Pity is a very strong emotion. We want people to feel sorry for us, so we strive to cause them to feel sorry for us. We cry, stomp around, suck our thumbs and pick our noses and all the while, we look out the corner of our eyes to check on the situation with our sad puppy dog eyes and lowered head. Pitiful? Oh you betcha. Have I went on a mission to gather in as much pity as possible? Oh you betcha. Did it do me any good? Not in the least. Matter of fact, it was a complete waste of time, because in the end, I hadn’t managed one step forward. Matter of fact, I didn’t even stagger sideways!
I still hop on top of the pity pot from time to time, and I would imagine it must be a sad sight to see. Could it be old habits dying hard? Ya, probably, but it’s probably like old habits hardly dying.
Ok, that’s it. Here’s another dose of my past, and do me a favor, ok? Please don’t waste your time feeling sorry for me. It ain’t doing me any good.
Take it easy.
I was able to attend another employment skills workshop in early June in Augusta. It was held at a motel, and the Division put up myself and the other six takers of the workshop at the motel all week.
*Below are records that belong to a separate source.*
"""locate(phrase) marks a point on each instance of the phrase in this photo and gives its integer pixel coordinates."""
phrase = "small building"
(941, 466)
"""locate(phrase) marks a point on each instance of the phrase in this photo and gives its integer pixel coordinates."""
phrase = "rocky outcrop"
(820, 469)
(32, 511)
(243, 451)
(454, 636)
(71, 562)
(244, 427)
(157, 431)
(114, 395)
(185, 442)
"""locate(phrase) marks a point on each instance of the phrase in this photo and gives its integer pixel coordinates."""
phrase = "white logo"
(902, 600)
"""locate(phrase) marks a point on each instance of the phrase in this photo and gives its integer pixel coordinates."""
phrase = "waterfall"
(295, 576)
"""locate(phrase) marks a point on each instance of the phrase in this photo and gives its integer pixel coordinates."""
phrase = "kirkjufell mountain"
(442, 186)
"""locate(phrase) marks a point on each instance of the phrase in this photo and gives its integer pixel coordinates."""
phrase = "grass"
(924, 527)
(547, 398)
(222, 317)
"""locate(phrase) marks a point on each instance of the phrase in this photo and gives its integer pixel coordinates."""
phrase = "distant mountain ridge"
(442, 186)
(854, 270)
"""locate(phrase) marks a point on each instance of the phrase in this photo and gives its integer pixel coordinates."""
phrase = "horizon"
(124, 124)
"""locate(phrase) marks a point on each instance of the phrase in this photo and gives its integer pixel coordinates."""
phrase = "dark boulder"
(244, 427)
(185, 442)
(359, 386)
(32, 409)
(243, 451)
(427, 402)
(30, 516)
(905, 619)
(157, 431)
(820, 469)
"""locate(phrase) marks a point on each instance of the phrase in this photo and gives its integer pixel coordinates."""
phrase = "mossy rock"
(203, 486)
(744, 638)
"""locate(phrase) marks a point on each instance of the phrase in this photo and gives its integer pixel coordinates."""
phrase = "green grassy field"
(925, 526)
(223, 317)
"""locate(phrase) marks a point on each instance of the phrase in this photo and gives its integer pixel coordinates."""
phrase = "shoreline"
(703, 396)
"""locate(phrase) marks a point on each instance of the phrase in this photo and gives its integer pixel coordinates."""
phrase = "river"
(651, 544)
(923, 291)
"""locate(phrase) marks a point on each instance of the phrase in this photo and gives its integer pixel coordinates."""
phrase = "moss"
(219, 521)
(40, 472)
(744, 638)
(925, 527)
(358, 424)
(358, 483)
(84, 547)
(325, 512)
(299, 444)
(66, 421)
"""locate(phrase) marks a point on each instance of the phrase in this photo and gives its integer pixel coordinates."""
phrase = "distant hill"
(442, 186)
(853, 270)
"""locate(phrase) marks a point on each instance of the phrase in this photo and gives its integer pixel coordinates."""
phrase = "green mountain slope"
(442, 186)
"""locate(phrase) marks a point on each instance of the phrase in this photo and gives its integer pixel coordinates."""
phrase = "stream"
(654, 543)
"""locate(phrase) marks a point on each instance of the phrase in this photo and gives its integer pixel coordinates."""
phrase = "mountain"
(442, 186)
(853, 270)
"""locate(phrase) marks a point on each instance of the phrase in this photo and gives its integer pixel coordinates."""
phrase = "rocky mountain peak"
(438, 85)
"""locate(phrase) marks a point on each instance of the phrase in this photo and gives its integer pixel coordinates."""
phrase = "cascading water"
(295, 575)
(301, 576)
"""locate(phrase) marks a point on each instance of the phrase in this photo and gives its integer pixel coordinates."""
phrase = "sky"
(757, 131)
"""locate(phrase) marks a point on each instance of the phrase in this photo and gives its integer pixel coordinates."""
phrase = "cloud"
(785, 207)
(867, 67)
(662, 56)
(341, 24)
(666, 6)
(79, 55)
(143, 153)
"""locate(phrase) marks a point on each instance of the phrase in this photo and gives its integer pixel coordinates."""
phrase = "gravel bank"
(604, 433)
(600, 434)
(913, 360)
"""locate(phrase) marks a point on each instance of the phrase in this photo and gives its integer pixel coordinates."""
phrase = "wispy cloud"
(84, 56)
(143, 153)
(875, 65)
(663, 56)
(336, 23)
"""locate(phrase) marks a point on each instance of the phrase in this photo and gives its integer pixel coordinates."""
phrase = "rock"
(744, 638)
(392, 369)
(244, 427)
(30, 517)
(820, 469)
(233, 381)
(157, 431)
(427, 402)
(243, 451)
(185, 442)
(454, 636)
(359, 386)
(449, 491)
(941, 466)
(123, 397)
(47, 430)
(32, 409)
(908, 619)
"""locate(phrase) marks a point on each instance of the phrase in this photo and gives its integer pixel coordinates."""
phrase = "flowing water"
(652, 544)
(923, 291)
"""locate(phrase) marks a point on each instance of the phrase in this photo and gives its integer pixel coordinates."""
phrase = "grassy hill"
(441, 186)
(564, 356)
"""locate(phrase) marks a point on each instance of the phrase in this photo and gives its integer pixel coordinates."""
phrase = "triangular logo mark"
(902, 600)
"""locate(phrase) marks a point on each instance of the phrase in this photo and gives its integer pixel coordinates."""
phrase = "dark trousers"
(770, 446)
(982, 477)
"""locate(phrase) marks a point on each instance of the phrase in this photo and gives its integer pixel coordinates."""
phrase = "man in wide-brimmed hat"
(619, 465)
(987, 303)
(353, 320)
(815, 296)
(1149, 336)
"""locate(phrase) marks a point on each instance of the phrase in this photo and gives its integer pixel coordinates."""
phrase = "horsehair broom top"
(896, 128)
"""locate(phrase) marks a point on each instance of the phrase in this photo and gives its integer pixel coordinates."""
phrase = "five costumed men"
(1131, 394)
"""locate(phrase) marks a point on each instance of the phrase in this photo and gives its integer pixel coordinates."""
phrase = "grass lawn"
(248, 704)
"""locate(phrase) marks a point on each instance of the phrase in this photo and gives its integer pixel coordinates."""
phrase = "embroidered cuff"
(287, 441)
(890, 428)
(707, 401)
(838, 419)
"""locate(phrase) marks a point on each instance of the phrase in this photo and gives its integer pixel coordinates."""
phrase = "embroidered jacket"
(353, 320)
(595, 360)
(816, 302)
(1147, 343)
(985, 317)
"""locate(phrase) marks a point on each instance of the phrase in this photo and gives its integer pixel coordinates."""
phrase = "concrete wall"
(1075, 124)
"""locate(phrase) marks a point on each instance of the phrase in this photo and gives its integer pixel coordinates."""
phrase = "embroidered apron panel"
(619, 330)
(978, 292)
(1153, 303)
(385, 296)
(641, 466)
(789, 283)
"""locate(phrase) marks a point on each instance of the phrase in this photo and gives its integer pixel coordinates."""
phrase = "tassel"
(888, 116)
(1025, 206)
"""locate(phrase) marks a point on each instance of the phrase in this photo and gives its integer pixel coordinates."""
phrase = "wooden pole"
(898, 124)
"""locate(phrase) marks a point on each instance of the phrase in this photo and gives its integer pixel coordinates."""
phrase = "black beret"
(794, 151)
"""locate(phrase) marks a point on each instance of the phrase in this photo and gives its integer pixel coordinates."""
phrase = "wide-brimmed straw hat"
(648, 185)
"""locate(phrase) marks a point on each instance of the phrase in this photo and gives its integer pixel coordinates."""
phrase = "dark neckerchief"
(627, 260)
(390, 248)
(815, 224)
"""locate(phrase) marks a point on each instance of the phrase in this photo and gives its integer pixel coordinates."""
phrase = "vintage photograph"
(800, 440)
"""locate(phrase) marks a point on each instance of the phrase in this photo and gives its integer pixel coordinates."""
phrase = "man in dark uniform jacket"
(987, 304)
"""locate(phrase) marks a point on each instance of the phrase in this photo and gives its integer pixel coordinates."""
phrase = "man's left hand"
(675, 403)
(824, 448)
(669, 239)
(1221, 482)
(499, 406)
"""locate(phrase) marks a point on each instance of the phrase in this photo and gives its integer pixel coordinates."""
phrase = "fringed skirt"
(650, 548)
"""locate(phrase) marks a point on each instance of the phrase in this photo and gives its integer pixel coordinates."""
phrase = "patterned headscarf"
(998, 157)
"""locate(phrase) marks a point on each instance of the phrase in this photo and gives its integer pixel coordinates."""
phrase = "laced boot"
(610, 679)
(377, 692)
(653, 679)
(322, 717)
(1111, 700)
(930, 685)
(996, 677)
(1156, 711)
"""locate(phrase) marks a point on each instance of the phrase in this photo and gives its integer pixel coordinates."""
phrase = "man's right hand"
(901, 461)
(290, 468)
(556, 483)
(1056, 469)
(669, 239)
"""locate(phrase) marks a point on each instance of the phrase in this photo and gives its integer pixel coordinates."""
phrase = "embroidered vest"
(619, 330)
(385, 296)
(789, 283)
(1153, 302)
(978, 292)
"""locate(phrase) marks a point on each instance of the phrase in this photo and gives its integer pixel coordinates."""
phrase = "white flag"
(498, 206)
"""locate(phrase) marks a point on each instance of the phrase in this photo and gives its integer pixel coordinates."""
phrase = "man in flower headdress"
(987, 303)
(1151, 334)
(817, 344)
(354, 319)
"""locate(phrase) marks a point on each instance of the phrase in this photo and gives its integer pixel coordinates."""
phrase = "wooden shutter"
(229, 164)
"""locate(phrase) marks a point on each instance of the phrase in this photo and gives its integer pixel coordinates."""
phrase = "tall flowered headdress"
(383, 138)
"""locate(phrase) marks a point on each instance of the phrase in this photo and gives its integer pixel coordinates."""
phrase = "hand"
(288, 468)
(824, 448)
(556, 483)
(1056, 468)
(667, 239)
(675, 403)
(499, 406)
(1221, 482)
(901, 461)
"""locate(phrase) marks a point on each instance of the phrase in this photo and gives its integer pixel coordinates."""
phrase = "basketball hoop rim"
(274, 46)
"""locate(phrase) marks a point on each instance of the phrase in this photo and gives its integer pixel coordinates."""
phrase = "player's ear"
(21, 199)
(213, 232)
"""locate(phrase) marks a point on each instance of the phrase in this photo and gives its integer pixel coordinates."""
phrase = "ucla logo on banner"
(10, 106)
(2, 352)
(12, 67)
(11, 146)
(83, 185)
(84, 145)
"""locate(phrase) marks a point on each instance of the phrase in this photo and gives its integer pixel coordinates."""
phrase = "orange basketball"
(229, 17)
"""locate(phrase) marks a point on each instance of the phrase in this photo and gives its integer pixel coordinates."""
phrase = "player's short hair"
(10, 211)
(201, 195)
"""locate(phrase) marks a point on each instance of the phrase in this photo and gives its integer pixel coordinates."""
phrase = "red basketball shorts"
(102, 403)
It was quite the experience for me, and I learned a great deal of patience and ability to adapt.
The workshop started on a Sunday, and by Monday night, I was so frustrated with the whole thing that I wanted to go home. The program relied on a lot of computer and internet interaction. I was not able to do any of the interaction participation due to an accessibility problem. The laptop that was assigned to me was supposed to be able to be tied in with the state website, and their main program that had links to the Jaws program. None of the facilitators of the workshop had any knowledge of Jaws, and really didn’t know their way around the State’s main site to help me get logged on with Jaws. I spent two days trying to use my own laptop with the material that everyone else was going through. I was slowly and surely being left behind through it all. I had only been using Jaws for a couple months, and was not really good with the program yet. Needless to say that along with my anxiety with it all, it was a disaster, and I really felt as though I did not get anywhere near as much information out of the program as the other participants did. The other 6 participants of the workshop were able to use a screen magnifier, so they were all able to follow along with the daily work. I was asked a couple times to leave the room with one of the facilitators to try and go over some of the material in a one on one fashion. I did not like this, and along with everything else, I was left with a feeling of complete inadequacy. I realize now that most of it was just my anxious nature taking control of the situation. I did not handle it very well, and was disheartened with it all.
The main goal of the workshop was to get me prepared to be able to look for, find, and go after a job prospect. this included being able to get a chance at an interview, and taking advantage of all that I was able to retain from the workshop.
No matter how hard I try, I still get incredibly over run with anxiety from time to time, usually over silly things. I let the obstacles of the workshop get the best of me, and was not able to fully take in all that the workshop had to offer me. I did let the Division know about my short comings with the workshop, but I also let them know that overall, the workshop was done in a very professional manner, with a lot of hard work and preparations involved. There was only one other thing about the workshop that didn’t set right with me. On the last day, we were supposed to take part in mock interviews, and these were supposed to be video taped for ourselves to have a copy of. During my weeks prep, I never really settled on a career to focus on, seeing how I was never able to do the class work with the rest of the participants. This caused me to head into the interview with no real goal in mind for a career, therefore I was not really prepared for the interview, as far as what type of job I was interviewing for. I had stated that maybe I would do well in a career such as customer support, or sales tele-marketing, given my past sales experience, but it was never fully planned or discussed that this would be what I should focus on to prepare for the interview. Once again, I felt left out, and completely unprepared heading into the room for the interview.
The interview was a disaster, as the video taping held up the process, due to a malfunctioning video camera. There I was, unprepared, and held up half way through the interview because of a faulty camera.
The interview was called off half way through, and I was left with an unreachable goal of a successful interview, which was supposed to be the cherry on top of the week long hot fudge sundae.
Although I walked away from the workshop confused and frustrated, I must be fully aware that the knowledge that I obtained should always be looked at as completely outweighing the negatives of the experience.
I found myself in my usual train of thought, which was to feel sorry for myself, and waiting for everyone else to notice poor old me, and like usual, it wouldn’t have done me one damn bit of good.